Il coronavirus è riuscito a cambiare le carte anche sul tavolo delle regionali marchigiane in programma a settembre. Agli esordi della pandemia, dopo una settimana di guerra a colpi di ordinanze e ricorsi al Tar con il governo, il presidente Luca Ceriscioli, già inviso ai vertici nazionali del Pd, aveva annunciato che non si sarebbe ricandidato. Cento giorni dopo, «il Cè» sembra averci ripensato: «Sono a disposizione», ha detto chiaro e tondo, gettando nel panico il suo partito e offrendo agli alleati materia consistente per riaprire delle trattative in realtà mai chiuse davvero, anche perché in mezzo c’è stato il virus. L’ultima riunione tra i coalizzati del centrosinistra, lunedì sera, è finita con un nulla di fatto e l’impegno di arrivare a una soluzione entro sette giorni.

Il segretario dem Giovanni Gostoli ha ribadito che, per quanto lo riguarda, la discussione non avrebbe motivo di esistere e che il candidato già c’è (il sindaco di Senigallia Maurizio Mangialardi), ma gli altri adesso prendono tempo: Italia Viva, Mdp, + Europa, socialisti e civici scommettono sul caos interno al Pd per ribaltare il fronte e, in questo senso, il ritorno di Ceriscioli cade a fagiolo, anche se non sarà per nulla facile arrivare a un punto, non tanto perché, come si dice, Mangialardi ha già pronti i manifesti elettorali, quanto perché tra i dem quasi tutti si sono già riposizionati.

A supporto del controribaltone, comunque, c’è anche un sondaggio che circola nel centrodestra: se a febbraio il centrosinistra di Ceriscioli veniva dato 12 punti indietro, adesso sarebbe addirittura avanti del 4%. Sarà vero? Non pochi pensano che questi numeri non siano tanto una lettura della realtà quanto un momento cruciale della guerra tra Fratelli d’Italia e Lega. Il candidato Francesco Acquaroli (Fdi), infatti, non è mai stato formalmente accettato dagli uomini di Matteo Salvini e sullo sfondo si agita sempre lo spettro dell’ex sindaco di Ascoli Guido Castelli (Fdi anche lui ma gradito ai leghisti), che pure un pensierino alla presidenza della regione continua a farlo.

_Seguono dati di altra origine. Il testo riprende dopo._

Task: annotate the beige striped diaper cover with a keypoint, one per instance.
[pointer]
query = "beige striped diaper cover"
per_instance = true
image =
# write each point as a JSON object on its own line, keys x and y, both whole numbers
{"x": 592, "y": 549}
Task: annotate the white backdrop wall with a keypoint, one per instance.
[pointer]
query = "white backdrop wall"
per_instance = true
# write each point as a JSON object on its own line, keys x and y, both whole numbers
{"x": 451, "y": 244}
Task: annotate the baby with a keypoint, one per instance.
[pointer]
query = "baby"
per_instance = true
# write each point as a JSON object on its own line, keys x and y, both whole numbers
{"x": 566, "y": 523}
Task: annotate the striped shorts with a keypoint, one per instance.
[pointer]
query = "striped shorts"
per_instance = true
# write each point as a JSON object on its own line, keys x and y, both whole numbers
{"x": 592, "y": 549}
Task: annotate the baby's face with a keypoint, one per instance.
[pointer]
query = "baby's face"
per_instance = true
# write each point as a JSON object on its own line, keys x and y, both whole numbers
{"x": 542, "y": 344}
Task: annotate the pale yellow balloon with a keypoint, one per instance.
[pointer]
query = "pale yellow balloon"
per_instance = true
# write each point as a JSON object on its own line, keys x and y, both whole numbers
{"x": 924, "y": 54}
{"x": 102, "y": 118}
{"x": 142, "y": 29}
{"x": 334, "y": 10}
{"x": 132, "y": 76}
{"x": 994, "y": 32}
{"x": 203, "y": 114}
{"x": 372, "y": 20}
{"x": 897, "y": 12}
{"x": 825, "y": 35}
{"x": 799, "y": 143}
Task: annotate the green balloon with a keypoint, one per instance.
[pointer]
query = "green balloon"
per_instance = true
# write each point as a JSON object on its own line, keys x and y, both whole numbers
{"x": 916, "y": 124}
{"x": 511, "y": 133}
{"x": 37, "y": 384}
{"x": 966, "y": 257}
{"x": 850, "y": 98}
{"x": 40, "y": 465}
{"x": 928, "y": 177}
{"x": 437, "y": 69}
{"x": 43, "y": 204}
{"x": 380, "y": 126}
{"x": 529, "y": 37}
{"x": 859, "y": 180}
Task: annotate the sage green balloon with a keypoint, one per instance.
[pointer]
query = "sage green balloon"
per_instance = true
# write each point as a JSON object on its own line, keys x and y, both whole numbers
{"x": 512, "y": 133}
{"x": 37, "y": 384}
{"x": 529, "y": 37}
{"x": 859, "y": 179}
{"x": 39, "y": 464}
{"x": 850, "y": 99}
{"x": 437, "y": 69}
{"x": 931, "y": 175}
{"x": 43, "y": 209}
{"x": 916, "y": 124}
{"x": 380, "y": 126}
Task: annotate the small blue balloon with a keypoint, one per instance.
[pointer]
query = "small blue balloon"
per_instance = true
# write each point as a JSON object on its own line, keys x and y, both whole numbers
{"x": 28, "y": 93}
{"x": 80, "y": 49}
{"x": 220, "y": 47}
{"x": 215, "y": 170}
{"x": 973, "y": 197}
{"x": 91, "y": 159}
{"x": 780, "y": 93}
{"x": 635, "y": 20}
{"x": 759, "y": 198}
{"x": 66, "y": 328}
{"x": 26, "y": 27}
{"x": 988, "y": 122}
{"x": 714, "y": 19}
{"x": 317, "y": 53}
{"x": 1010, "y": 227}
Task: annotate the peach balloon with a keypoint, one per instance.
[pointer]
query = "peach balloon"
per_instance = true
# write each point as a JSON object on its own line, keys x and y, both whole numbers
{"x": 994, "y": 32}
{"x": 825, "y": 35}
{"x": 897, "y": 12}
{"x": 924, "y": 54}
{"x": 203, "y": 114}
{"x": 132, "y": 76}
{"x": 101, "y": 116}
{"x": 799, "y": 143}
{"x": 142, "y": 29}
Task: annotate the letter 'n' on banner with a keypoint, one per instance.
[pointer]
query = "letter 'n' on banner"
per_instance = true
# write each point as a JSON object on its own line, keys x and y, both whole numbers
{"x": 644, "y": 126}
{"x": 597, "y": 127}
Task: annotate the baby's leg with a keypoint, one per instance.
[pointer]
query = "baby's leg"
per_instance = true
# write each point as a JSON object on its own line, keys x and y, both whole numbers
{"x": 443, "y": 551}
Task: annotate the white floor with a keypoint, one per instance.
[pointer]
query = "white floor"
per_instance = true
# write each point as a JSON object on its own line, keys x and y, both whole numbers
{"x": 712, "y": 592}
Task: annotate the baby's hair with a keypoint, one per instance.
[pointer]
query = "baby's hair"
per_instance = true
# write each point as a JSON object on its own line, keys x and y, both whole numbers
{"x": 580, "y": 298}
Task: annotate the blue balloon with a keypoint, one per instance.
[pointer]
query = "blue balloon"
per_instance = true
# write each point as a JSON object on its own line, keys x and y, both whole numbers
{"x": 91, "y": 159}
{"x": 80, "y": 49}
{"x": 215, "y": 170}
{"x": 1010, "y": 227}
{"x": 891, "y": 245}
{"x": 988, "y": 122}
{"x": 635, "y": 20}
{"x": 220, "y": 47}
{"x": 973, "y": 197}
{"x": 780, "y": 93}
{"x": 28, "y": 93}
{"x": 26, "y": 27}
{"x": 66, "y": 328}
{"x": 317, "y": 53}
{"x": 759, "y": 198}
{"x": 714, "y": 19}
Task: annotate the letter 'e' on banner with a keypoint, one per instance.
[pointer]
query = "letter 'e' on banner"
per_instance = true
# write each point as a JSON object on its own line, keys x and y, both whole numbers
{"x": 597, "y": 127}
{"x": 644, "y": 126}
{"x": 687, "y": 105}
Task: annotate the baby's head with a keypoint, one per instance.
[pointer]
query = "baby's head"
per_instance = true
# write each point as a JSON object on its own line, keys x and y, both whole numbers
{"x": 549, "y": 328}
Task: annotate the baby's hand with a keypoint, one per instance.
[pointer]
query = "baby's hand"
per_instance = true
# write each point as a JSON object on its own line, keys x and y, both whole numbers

Nel centrosinistra, oltre alla questione interna, gli imbarazzi della destra sono noti ed è per questo che tutti – sia i contrari al Ceriscioli bis sia i favorevoli – lavorano ai fianchi il Movimento 5 Stelle per convincerlo a ritirare la sua candidatura e a coalizzarsi: tutti i sondaggi più o meno clandestini, d’altra parte, danno un’ipotetica coalizione giallorossa ampiamente in vantaggio. Il problema, va da sé, sarebbe il nome del presidente, e qui potrebbe rispuntare l’ex rettore dell’Università di Ancona Sauro Longhi, vicino ai 5S ma con diversi fan anche nel Pd.

Intanto, senza interessarsi ai destini di Ceriscioli, prosegue la corsa di «Dipende da noi», la lista «di impegno civile» promossa dalla sinistra sotto la guida del filosofo Roberto Mancini, capace di catalizzare intorno a sé non solo i partiti ma anche grandi pezzi del microuniverso marchigiano dell’associazionismo e della cultura.